Marianas Variety

Last updateSat, 23 Nov 2019 12am







    Friday, November 22, 2019-8:11:26P.M.






Font Size


Proceeds from NMI’s fishing quota will go to conservation

THE $525,000 that the CNMI earns from selling half of its big eye tuna quota will go to marine conservation programs and development of fishery management, Variety learned.

The National Oceanic and Atmospheric Administration’s National Marine Fisheries Service or NMFS gave the CNMI a 2,000 metric ton catch limit for big eye tuna for the year 2015, and allowed the commonwealth to sell half of it to a group of long-line fishermen in Hawaii.

NMFS allowed the CNMI to allocate a 1,000-metric ton catch limit to Hawaii long-liners in a specified fishing agreement.

Michael TosattoMichael Tosatto

In his email to CNMI Department of Lands and Natural Resources Secretary Richard B. Seman, NMFS Regional Administrator Michael D. Tosatto said: “As an accountability measure, NMFS will monitor, attribute, and restrict (if necessary) catches of longline-caught bigeye tuna, including catches made under a specified fishing agreement. These catch limits and accountability measures support the long-term sustainability of fishery resources of the U.S. Pacific Islands.”

In his Oct. 9 letter to Gov. Eloy S. Inos. Tosatto said he has reviewed the agreement between the CNMI government and Quota Management Inc. and determined that it is consistent with the requirements of the Fishery Ecosystem Plan for Pelagic Fisheries and the Western Pacific, the Magnuson-Stevens Fishery Conservation and Management Act, and other applicable laws.

Quota Management Inc. is a group of long-line fishing vessels in Hawaii which has reached its 3,502-metric ton big eye tuna catch limit for 2015.

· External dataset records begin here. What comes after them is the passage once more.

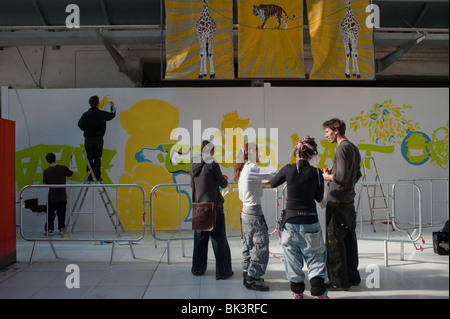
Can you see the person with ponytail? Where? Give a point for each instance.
(301, 234)
(255, 234)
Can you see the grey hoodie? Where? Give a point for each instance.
(207, 177)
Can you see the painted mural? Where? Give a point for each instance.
(144, 143)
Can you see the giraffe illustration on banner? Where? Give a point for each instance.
(206, 33)
(350, 28)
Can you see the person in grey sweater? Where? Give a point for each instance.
(341, 243)
(207, 176)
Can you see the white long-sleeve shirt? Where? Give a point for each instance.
(250, 184)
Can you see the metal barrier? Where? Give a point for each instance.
(95, 237)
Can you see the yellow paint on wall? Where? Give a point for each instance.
(149, 123)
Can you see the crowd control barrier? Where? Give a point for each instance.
(114, 236)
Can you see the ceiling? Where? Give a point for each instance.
(141, 22)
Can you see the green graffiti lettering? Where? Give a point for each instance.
(30, 163)
(328, 153)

Seman, in an interview on Thursday, said it is first time that the CNMI was able to make the best use of its fishing quota.

“It is also good that we are able to assist the fishing community in Hawaii,” he added.

The NMFS attribution to the CNMI of 1000 metric tons of big eye tuna catch, he said, “shows that we have a fair share of resources and, as a result, we are also able to benefit from it even though we are not actually catching the fish in our area.”

Under the agreement, Seman said the CNMI will get $150,000 for the first year, $175,000 for the second year and $200,000 for the third and final year of the allocation.

Seman said this revenue will go to marine conservation projects which include fishery management.

“We are now able to realize financial means that can help us develop our fishery management here,’” he said.

The catch attribution began on Oct. 9.

In his letter, Tosatto also told Inos and Quota Management Inc. president Khang Dang that “if and when NMFS determines the fishery will reach the 1,000 metric ton allocation limit, we will restrict retention of big eye tuna caught by a vessel identified in the CNMI/QMI agreement, unless the vessel is included in a subsequent specified fishing agreement with another U.S. territory.”

The American Samoa and Guam Coastal Management Programs, Tosatto added, are reviewing the NMFS action.

“So that we would implement the territorial limits in a timely fashion, we are issuing the first of two separate final 2015 specifications: one that implements the 2015 limits for the CNMI (which is this action), and then possibly followed by one that considers the American Samoa and Guam reviews of our federal consistency determination under the Coastal Zone Management Act,” Tosatto said.